Introducing ‘the CARE tool’: a simple tool to improve general surgery documentation and understanding of key aspects of frailty

Poster ID
1588
Authors' names
B Tilley; D Macstay; A Valetopoulou; G Gathercole; L MacDonald; H Wright; I Sengupta; D Bertfield
Author's provenances
Barnet Hospital, Royal Free London NHS Foundation Trust, London.

Abstract

Introduction

Increased frailty is associated with increased post-operative morbidity and mortality in older patients undergoing emergency laparotomy. NELA recommend documentation of frailty in surgical patients over 65.

Using QI methodology, we introduced a ‘CARE tool’ for surgical doctors aiming to improve their documentation of an older person’s medical history (including CFS and delirium).

Method

A collaborative team representing geriatric medicine, anaesthetics and surgery devised the acronym CARE (Cognition, Assistance at home, Record the CFS, Exercise tolerance).

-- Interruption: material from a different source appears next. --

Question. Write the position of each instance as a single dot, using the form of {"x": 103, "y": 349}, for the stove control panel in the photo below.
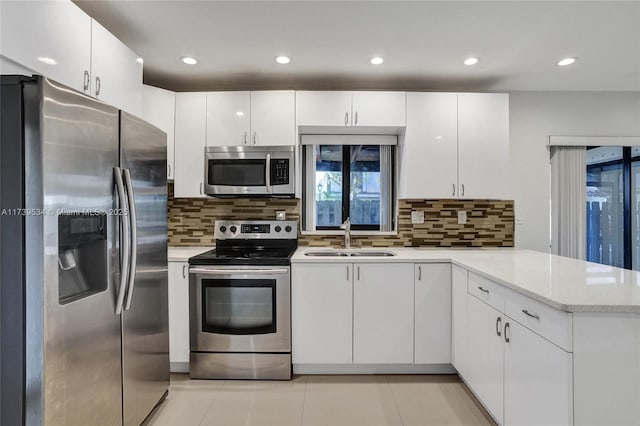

The tool was tested using QI methodology over 2 PDSA cycles. Cycle one introduced the tool into electronic patient records (EPR) and presented it at the surgical faculty meeting. Cycle two introduced the tool specifically to surgical FY1 doctors during induction.

The EPR surgical clerkings of patients over 65 years old admitted to general surgery were sampled weekly over seven weeks to assess CARE tool completion.

Post-intervention, we surveyed the surgical doctors assessing their understanding of frailty and perceived value of the CARE tool.

Results

At baseline: 12% of confusion, 92% dementia status, 0% CFS, 30% assistance at home, 8% exercise tolerance were documented.

Following PDSA cycle one, use of the CARE tool was 40%. There was an increase in the documentation of confusion (40%) and CFS (40%). Dementia status and assistance at home were documented in similar frequency pre and post-cycle.

During cycle two, CFS documentation increased to 55% but identification of confusion dropped to 25%. The survey demonstrated that frailty, CFS scoring and delirium screening were better understood by junior doctors than Consultants and registrars.

Conclusions

Our project showed mixed success in improving documentation using the CARE tool. The survey demonstrated a good understanding and knowledge of frailty in surgical FY1s. Ongoing frailty teaching is planned for the surgical department.

Comments

Cane the CARE tool improve efficiency in obtaining data from the record when needed?